County prepares for emergency radio system upgrade

The new system would increase potential talk paths and allow for encryption.
by: Jonathan Simmons News Editor

Flagler County’s emergency radio system has some issues: Equipment is nearing the end of its life expectancy, coverage in some areas is spotty, and first responders can have trouble getting a signal in certain large buildings, like schools and big box stores.

The county’s proposed 800 MHz radio system upgrade is expected to solve those issues, improving radio capability for Flagler County Fire Rescue, the Flagler County Sheriff’s Office, and emergency and public works staff in Palm Coast, Flagler Beach and Bunnell.

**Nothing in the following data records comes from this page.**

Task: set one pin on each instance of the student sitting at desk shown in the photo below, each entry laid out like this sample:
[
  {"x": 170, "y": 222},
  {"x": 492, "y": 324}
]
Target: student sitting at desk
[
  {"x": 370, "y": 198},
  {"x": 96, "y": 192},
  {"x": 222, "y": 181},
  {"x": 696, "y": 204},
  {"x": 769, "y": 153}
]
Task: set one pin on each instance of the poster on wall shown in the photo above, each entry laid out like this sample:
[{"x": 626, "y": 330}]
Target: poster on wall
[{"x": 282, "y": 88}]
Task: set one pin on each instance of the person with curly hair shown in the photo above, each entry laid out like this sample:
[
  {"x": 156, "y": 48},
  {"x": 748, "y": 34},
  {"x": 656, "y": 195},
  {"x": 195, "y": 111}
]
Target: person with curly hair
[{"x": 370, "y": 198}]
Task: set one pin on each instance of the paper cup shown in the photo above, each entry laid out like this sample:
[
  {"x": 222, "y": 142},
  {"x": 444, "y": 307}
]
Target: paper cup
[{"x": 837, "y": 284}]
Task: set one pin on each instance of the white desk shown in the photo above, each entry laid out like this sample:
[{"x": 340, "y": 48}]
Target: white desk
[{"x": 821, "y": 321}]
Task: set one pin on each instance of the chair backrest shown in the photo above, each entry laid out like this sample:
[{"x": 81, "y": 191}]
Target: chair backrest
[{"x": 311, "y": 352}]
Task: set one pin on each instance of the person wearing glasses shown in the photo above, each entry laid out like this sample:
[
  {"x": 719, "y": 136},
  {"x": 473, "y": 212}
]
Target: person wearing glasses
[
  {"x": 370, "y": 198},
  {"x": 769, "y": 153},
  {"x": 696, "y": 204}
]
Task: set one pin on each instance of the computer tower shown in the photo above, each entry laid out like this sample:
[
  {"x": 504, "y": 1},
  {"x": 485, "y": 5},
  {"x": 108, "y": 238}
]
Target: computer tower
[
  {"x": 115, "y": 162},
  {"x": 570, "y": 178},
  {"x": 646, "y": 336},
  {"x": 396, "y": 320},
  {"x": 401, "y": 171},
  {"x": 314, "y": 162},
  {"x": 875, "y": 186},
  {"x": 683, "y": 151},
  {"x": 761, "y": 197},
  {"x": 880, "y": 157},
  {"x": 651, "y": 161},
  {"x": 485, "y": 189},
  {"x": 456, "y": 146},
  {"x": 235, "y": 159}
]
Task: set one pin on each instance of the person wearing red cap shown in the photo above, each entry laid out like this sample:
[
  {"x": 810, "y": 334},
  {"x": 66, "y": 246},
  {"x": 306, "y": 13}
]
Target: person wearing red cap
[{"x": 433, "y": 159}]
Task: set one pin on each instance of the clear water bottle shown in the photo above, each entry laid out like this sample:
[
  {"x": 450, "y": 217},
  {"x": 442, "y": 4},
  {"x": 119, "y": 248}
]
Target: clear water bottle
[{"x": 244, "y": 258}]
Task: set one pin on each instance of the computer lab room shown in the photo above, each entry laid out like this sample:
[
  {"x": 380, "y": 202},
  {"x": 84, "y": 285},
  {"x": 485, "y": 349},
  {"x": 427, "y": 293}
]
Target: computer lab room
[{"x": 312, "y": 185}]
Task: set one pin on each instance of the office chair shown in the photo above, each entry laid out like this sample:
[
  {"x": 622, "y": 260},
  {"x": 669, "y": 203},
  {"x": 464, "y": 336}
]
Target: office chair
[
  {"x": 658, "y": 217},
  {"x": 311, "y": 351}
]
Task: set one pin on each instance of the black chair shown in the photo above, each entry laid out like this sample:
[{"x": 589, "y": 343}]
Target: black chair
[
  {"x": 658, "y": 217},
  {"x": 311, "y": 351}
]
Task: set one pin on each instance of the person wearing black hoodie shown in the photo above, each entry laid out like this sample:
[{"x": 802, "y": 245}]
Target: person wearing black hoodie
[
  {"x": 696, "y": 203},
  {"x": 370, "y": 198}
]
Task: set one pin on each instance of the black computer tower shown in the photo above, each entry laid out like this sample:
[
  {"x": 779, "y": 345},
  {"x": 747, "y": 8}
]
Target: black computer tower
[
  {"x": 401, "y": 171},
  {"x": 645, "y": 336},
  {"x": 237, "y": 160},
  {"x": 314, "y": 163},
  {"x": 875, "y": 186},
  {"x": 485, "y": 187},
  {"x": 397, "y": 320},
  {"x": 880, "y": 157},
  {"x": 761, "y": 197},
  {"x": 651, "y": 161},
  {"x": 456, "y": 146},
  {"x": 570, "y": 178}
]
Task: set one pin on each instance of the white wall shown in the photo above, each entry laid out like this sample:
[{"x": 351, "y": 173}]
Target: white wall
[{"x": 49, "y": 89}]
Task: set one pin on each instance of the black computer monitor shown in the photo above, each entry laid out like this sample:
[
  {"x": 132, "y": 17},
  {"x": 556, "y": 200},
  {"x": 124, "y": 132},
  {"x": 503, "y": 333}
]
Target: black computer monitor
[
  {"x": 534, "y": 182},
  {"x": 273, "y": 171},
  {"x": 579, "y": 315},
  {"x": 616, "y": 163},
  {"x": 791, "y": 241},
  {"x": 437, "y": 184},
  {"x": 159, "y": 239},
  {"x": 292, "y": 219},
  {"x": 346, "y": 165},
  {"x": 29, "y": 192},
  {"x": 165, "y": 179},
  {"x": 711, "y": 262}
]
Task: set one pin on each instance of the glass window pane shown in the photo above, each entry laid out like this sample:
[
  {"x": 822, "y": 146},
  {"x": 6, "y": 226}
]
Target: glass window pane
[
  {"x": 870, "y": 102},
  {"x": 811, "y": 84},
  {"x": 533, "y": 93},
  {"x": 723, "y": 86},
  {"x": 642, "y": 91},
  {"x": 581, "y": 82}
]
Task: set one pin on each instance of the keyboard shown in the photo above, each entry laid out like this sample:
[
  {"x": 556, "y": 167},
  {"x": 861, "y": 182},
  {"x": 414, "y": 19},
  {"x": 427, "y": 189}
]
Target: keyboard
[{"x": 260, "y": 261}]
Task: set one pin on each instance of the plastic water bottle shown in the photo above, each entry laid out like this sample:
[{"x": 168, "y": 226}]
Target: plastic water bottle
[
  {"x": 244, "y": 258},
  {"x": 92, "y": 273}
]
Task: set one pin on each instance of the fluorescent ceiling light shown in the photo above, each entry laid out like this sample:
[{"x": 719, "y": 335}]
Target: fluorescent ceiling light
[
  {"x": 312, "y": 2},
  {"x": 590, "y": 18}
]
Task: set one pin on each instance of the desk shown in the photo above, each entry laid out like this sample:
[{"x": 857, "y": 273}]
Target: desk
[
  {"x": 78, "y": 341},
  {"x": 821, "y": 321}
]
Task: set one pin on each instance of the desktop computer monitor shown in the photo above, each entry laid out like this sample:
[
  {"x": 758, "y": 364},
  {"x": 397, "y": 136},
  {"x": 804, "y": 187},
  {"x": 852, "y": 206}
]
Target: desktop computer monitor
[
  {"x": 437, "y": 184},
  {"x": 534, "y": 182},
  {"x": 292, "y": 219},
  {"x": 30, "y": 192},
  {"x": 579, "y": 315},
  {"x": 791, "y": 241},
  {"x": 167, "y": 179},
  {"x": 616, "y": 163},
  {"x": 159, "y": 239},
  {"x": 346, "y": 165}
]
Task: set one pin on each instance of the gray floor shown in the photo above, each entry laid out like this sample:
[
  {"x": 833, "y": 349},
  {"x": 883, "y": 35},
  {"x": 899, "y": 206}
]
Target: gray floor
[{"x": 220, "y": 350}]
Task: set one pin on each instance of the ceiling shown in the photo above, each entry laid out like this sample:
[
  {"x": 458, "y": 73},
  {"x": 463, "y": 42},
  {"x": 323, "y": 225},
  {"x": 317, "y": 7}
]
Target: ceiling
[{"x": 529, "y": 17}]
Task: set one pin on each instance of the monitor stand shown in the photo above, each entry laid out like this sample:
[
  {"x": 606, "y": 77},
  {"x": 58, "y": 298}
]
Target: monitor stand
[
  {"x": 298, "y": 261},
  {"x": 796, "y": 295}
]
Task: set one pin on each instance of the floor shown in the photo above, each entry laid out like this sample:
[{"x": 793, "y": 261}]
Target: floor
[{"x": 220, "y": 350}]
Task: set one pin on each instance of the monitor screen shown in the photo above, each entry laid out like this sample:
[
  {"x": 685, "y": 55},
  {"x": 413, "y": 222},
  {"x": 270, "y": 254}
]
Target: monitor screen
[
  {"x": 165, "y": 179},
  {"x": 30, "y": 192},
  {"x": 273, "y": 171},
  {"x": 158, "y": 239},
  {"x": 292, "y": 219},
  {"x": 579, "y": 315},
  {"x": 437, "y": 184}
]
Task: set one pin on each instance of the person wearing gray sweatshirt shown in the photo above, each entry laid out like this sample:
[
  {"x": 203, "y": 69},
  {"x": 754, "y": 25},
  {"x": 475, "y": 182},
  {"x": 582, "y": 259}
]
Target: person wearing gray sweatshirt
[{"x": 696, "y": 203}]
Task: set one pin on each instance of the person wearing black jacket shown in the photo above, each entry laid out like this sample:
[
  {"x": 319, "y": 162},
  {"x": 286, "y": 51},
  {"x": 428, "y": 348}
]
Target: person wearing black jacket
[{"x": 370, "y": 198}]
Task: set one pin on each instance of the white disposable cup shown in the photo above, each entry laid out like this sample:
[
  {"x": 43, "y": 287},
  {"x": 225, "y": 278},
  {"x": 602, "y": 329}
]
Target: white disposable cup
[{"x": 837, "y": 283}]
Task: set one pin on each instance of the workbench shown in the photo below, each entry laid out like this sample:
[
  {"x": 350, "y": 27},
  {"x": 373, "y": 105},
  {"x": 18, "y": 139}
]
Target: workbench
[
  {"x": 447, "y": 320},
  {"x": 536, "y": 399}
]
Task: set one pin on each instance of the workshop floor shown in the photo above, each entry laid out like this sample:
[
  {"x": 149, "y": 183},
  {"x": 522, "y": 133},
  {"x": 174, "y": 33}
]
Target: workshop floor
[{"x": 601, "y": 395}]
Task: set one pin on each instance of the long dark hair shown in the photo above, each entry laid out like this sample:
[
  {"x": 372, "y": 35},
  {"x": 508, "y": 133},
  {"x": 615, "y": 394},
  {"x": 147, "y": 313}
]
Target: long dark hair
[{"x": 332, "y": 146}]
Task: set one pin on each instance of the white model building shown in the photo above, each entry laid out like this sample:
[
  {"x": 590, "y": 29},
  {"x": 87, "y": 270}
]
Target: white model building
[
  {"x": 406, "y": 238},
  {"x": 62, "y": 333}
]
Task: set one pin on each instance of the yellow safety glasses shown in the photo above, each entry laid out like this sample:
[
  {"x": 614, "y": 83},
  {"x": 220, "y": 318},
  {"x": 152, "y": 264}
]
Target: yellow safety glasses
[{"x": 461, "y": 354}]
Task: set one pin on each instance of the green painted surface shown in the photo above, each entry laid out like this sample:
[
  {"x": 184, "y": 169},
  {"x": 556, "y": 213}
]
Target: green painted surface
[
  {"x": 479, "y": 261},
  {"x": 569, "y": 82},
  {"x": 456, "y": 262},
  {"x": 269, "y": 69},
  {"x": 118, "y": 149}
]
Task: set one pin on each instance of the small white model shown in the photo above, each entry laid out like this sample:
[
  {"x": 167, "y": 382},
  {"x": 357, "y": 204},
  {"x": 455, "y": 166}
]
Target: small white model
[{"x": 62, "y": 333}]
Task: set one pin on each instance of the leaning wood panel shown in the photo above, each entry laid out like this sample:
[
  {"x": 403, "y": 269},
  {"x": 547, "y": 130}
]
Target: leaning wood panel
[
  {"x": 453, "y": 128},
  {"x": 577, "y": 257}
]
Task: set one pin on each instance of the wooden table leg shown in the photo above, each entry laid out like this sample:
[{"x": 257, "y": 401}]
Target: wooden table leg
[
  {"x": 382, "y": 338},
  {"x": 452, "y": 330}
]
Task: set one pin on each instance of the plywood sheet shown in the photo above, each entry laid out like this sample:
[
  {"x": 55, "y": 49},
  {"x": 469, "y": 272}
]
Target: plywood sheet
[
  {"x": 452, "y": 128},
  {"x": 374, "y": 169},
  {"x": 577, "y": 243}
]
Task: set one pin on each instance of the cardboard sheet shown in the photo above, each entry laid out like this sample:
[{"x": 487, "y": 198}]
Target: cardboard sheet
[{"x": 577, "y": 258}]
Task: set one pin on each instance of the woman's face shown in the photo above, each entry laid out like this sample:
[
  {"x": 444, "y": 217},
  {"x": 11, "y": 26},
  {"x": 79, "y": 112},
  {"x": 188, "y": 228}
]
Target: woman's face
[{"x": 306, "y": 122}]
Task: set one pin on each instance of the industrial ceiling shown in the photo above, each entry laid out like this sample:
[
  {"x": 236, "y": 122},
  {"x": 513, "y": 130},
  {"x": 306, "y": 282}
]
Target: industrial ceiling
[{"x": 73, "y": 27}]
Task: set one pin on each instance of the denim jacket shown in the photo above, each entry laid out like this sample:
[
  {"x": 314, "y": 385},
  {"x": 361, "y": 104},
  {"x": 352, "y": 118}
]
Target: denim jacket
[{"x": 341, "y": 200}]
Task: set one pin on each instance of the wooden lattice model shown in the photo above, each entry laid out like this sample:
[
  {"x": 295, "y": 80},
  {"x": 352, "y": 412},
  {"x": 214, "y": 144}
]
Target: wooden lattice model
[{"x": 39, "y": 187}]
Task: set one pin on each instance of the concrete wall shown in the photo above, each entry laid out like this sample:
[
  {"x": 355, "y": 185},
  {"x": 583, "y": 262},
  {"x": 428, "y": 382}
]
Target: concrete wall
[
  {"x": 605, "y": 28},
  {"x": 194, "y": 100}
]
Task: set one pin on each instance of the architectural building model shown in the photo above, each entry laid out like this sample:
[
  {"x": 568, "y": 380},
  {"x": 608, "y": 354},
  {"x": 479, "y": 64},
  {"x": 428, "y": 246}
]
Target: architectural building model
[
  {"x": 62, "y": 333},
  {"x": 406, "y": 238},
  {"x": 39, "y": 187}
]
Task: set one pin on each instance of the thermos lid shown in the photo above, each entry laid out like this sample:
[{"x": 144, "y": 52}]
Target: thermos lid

The change would involve about 2,100 individual radios and 15 dispatch consoles.

County Administrator Craig Coffey told county commissioners at a county workshop Nov. 13 that the project has been put out to bid, but the county is still finalizing costs and has not yet chosen a contractor.

The work would also involve building multiple additional radio towers on county land to add antennas, and replacing existing towers. If the county uses its own towers and rents space on them to private companies — rather than renting space for the government antennas on private towers — it would save about $4.2 million over 15 years, county staff said. All of the towers would be constructed to withstand Category 5 hurricane winds.

Bidirectional amplifiers would be used to improve signals in large buildings like schools, big box stores and Florida Hospital Flagler.

The change would raise the radio system’s “talk paths” from the current seven to a total of 18, allow for encryption so that outsiders couldn’t listen in, and be able to interconnect with systems used in St. Johns County, Putnam County and Volusia County. It would also add features like GPS tracking, noise cancelling microphones and Wi-Fi.

With the new tower placements, the portable radios would have a minimum service area reliability of 97% west of U.S. 1 and 95% in buildings — even large concrete ones — east of U.S. 1.

The county’s current system is a Harris EDACS 8-channel system. The new one would be an Association of Public Safety Communications Officials (APCO) Project 25 Phase 2 Open Standard Architecture 10-channel system.